BLANTYRE, 3 June 2011 (IRIN) – After several years of fragile gains, Malawi’s healthcare sector is facing major setbacks following a decision by its largest international donor, the UK’s Department for International Development (DFID), to freeze its aid to the impoverished nation.
The UK provided about US$122 million annually to Malawi, of which $49 million went to funding Malawi’s public health sector, but DFID made its final aid disbursement in March and has decided not to renew a six-year funding commitment which ends in June.
“We have already started feeling the pinch,” said Martha Kwataine, a policy analyst with the Malawi Health Equity Network. “There is going to be a regression in the progress we have made with DFID in improving health services in the country.”
The UK’s decision not to renew its aid to Malawi followed the expulsion of its top envoy Fergus Cochrane-Dyet by the Malawian government for allegedly writing in a leaked memo that Malawian President Bingu wa Mutharika was “ever more autocratic and intolerant of criticism”.
Malawi’s health sector is nearly entirely donor-funded with foreign aid covering about 90 percent of the costs of all medicines.
“[The cuts] will really make a difference because we don’t have the means to buy most drugs ourselves,” Kwataine told IRIN.
However, drug shortages and stock-outs were a problem even before DFID’s funding freeze. Anti-retrovirals (ARVs), for example, are provided entirely by the Global Fund to Fight AIDS, Tuberculosis and Malaria but their distribution to HIV patients across the country is the responsibility of the Ministry of Health’s HIV Unit. Often, the drugs are not available where they are needed.
At a health clinic in southern Malawi run by Dignitas, a Canadian NGO which supports the development of local health care, Dr Belete Assefa has been dealing with inconsistent supplies of ARVs for the past two years.
“It’s a problem of the supply chain. It might be available in the country, but it’s the way they are distributed. There might be a lot of drugs at one health centre and no drugs at another,” he said.
Cuts to the health budget resulting from the withdrawal of UK aid are likely to deepen inefficiencies in the distribution of ARVs. In Blantyre’s suburb of Ndirande, one of the poorest urban areas in Malawi, ARV clinician Eddie Manda said drug shortages had already worsened in recent weeks.
“Normally when we request ARVs, we are supplied within two or three days. Now it has been three weeks,” he said.
The drugs shortage means that Manda spends hours each day driving to other health centres to pick up a supply of ARVs that will last for a few days. It also means he can only prescribe patients with a two-week supply of ARVs instead of enough for a month.
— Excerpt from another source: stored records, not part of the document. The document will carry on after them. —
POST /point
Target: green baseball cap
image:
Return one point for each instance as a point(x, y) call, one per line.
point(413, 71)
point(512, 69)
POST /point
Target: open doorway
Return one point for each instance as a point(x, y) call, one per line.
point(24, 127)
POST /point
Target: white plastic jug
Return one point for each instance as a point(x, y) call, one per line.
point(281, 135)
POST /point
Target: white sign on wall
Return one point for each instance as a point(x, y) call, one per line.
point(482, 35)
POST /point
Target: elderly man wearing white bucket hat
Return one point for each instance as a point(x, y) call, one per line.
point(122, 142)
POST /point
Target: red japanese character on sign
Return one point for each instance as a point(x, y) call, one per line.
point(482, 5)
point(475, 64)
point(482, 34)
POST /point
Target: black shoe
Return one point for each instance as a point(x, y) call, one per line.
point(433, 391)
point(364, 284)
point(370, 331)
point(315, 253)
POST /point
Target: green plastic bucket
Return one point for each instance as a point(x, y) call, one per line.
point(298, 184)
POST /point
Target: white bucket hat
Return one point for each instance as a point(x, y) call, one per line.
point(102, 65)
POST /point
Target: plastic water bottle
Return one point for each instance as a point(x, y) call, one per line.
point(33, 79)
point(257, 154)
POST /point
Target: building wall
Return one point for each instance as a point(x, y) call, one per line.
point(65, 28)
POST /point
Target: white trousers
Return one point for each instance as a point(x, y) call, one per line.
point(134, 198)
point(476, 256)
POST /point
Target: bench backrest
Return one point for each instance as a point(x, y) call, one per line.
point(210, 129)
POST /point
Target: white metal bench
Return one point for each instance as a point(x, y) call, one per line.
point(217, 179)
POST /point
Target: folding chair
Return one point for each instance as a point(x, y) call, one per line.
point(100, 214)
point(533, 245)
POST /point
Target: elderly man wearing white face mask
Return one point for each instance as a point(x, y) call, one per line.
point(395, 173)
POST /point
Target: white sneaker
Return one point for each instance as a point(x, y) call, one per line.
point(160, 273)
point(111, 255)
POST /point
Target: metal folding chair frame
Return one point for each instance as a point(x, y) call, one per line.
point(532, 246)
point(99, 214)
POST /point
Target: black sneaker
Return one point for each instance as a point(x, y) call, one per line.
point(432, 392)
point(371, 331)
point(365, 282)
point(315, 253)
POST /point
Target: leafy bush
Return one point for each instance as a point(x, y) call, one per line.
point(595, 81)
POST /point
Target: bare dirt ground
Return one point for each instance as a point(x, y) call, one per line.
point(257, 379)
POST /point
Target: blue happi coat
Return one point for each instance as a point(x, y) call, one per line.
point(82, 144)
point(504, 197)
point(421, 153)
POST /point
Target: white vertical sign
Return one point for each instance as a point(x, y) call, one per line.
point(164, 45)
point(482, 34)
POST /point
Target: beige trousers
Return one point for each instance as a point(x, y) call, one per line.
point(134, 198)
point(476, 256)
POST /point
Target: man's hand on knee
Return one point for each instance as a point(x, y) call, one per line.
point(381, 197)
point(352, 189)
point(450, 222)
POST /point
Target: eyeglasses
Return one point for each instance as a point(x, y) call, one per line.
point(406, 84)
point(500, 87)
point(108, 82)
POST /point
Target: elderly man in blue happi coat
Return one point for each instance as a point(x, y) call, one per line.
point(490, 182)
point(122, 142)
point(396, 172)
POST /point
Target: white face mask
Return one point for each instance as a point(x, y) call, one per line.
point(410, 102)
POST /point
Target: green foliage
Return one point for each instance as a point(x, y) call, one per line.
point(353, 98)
This is no small problem in Malawi where many people struggle to afford the transport costs to distant health centres. “It’s not supposed to be like this,” he said. “My work as a clinician is compromised.”
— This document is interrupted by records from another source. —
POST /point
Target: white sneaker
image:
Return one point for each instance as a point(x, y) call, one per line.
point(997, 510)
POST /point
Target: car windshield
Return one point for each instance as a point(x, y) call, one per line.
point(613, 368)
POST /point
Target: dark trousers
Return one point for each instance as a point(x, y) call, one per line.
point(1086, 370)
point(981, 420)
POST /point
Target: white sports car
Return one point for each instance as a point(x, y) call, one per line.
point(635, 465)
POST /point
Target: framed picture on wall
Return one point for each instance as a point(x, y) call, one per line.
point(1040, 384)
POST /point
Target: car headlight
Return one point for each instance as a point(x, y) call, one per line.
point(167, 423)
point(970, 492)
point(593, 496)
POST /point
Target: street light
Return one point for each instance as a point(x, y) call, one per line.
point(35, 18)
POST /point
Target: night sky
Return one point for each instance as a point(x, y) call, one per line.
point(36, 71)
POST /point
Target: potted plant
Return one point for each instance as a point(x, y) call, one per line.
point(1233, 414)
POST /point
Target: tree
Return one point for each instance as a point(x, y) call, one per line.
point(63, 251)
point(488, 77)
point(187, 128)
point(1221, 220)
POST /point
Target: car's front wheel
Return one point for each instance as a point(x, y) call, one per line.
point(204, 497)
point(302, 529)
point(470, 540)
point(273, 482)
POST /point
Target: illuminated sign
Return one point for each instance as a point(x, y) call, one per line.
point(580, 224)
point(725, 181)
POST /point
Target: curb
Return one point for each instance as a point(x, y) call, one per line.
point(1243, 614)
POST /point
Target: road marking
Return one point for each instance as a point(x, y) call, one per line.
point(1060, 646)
Assefa faces the same problem at the Dignitas clinic. Because of widespread fuel shortages in the country, he is sometimes forced to send patients out on their own to search for ARVs when the supply at his clinic runs out. “Patients have had to go up and down to different clinics looking for drugs. For medical professionals, this is very discouraging. This will affect the morale of healthcare workers,” he said.
The problem of low morale has contributed to a critical shortage of health workers in Malawi, with many migrating to South Africa and elsewhere in search of better pay and working conditions. A DFID-sponsored programme was making huge strides in improving working conditions for doctors and had helped increase the doctor to patient ratio from 1 to 60,000 in 2004, to the current ratio of 1 to 46,000. These gains are now at risk as health workers become increasingly frustrated by a lack of resources.
It seems unlikely that the UK and Malawi will be re-establishing ties any time soon. In an emailed response to questions from IRIN, DFID communications officer Andrew Massa said the UK was “reviewing its relations with Malawi, including DFID’s aid programme” and that no new aid would be committed until this review was completed.
“We and other donors have urged the [Malawian] government to finalize a new 5-year national health strategy to accelerate progress. Without this, donors cannot begin the process of considering what support they will provide,” he added.
A London spokesperson with DFID wrote: “We have raised concerns with the Government of Malawi on a number of occasions and it is right that we should review our aid programme. We have to ensure that British taxpayers’ money delivers a better life for the poor of Malawi.”
While the UK’s aid freeze may have been meant as a political retaliation, Kwataine said it was not the country’s leadership who would pay the price if the freeze continues. “Whatever decision they make, they need to know that it’s the ordinary man and woman who will suffer,” she told IRIN.
President Mutharika responded to the withdrawal of UK support by announcing in his State of the Nation address on 23 May a “zero-deficit” budget that will necessarily entail increased taxation. Meanwhile, Finance Minister Ken Kandodo told Reuters he plans to introduce a host of austerity measures to deal with the gap in the country’s budget.
Kwataine worried that such measures could include shifting the burden of healthcare costs to Malawians, a move that would only aggravate poverty levels in a country where 74 percent of the population are already living on less than US$1.25 a day. “The poorer you are, the more likely you are to have poor health indicators,” she pointed out.